From Pages to Practice

By MaryAnn Wilbur, MD, MPH, MHS

Published July 20, 2022


Ms. Cooper is a 32-year-old primigravida at 19 weeks and 2 days’ gestation, based on last menstrual period (LMP) and confirmed on 8-week ultrasound. She presented to the resident continuity clinic for routine prenatal care. You discuss how she is feeling and her upcoming anatomy sonogram and glucose tolerance test. Her blood pressure is 152/97 mm Hg. At her last visit 2 weeks ago, her blood pressure was also elevated at 146/88 mm Hg, but it was the first elevated blood pressure noted in her record. Ms. Cooper looks and feels well. How should you manage her hypertension? 

Recently, you have noticed several junior faculty managing pregnant patients with mild hypertension fairly aggressively by prescribing antihypertensive medication. However, the senior faculty member overseeing clinic stated that such patients should simply be monitored until blood pressures are in the higher range, due to concern about decreasing placental pressure and perfusion to the growing fetus. What does the evidence show?

The recently published Chronic Hypertension and Pregnancy (CHAP) Trial examined whether targeting a blood pressure of <140/90 mm Hg using antihypertensive medication reduced the incidence of adverse pregnancy outcomes without compromising fetal growth in 2400 pregnant women with mild hypertension (blood pressure between 140/90 and 160/105 mm Hg). The women were randomized before 23 weeks’ gestation to receive oral antihypertensives or observation and no treatment. 

The women in the treatment group were significantly less likely to experience the composite primary endpoint (including preeclampsia, preterm delivery <35 weeks, placental abruption, fetal death, or neonatal death). Notably, the infants in the two groups were similar in size, suggesting that hypertensive treatment did not decrease placental perfusion and cause low birth weight. The number needed to treat (NNT) to prevent one primary outcome was 14.7, supporting the conclusion that treating women with chronic mild hypertension during pregnancy improves obstetric outcomes.

One of the most important aspects of this trial is the generalizability of the results. The trial participants represented the racial and ethnic diversity of pregnant women in the U. S. with chronic hypertension.  Armed with the data from this large, multi-institution, well-balanced and represented trial, you initiate a conversation with your senior faculty colleague about the risks and benefits of actively managing Ms. Cooper’s hypertension and suggest starting her on medication to lower her blood pressure. You can also point to new guidelines that have been established, based on these data.  

The following NEJM Journal Watch summary provides more details of the study.


Is Antihypertensive Therapy Beneficial for Pregnant Women with Mild Chronic Hypertension?

Marie Claire O'Dwyer, MB BCh BAO, MPH, reviewing Tita AT et al. N Engl J Med 2022 Apr 2

Optimal management of mild chronic hypertension in pregnancy is uncertain, because no consensus exists on ideal pregnancy blood pressure (BP) targets or thresholds for initiating pharmacotherapy.

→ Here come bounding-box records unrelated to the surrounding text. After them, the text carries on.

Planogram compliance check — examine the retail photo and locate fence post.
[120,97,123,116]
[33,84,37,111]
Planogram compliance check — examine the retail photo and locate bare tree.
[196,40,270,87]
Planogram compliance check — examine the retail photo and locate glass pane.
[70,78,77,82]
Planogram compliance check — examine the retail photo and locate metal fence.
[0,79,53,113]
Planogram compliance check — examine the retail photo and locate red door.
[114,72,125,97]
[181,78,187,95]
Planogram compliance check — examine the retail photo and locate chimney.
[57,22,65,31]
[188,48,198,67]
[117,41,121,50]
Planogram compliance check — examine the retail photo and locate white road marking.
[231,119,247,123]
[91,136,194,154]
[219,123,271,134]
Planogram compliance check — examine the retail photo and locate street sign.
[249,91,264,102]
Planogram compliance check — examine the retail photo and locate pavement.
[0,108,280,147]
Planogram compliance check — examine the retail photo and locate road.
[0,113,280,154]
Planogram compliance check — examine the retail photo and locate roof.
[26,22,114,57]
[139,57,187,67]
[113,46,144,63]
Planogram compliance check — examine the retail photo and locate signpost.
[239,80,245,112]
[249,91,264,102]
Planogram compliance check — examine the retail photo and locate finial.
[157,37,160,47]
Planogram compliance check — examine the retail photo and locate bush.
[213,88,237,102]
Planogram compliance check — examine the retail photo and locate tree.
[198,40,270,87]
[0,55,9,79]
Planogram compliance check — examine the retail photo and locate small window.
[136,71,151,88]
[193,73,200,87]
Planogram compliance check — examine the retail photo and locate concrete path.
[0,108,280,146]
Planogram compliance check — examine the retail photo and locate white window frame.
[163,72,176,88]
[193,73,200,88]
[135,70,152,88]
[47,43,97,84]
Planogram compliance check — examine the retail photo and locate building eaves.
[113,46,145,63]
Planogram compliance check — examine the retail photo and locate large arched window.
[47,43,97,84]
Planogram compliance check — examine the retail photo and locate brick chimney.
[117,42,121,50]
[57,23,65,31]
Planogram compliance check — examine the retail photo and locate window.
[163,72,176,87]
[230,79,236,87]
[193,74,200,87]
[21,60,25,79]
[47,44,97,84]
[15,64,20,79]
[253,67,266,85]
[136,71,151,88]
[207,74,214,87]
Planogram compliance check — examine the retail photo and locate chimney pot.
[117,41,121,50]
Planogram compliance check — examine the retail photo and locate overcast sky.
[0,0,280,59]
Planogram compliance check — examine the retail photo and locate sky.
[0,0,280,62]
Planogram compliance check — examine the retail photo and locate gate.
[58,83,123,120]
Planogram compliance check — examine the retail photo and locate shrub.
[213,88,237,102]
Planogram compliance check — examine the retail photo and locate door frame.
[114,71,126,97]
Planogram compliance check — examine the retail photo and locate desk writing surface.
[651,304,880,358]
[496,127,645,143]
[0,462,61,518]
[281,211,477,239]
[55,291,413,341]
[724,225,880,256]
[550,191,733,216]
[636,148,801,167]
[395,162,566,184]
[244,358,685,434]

Pharmacologic blood pressure lowering might improve outcomes, but concerns persist about risk for fetal growth restriction.

This U.S. multicenter, open-label trial included 2400 women with mild chronic hypertension (defined as BP between 140/90 and 160/105 mm Hg) and singleton pregnancies of less than 23 weeks' gestation. Most participants (78%) had prepregnancy hypertension, and most already were taking medication; the other 22% received hypertension diagnoses during early pregnancy. Participants were randomized to active treatment (targeting a BP of <140/90 mm Hg) or to an untreated control group (unless BP rose to ≥160/105 mm Hg, at which time they were withdrawn from the trial). Labetalol or nifedipine generally were the first-line drugs. 

Mean achieved BP was lower in the active-treatment group than in the control group (130/79 vs. 133/82 mm Hg). The composite primary endpoint (i.e., preeclampsia with severe features, indicated preterm delivery <35 weeks, placental abruption, fetal death, or neonatal death) occurred significantly less frequently in the active-treatment group (30% vs. 37%); this difference was driven mainly by lower rates of preeclampsia with severe features (23% vs. 29%) and indicated preterm delivery <35 weeks (12% vs. 17%). No significant differences were noted between groups in percentage of babies who were small for gestational age.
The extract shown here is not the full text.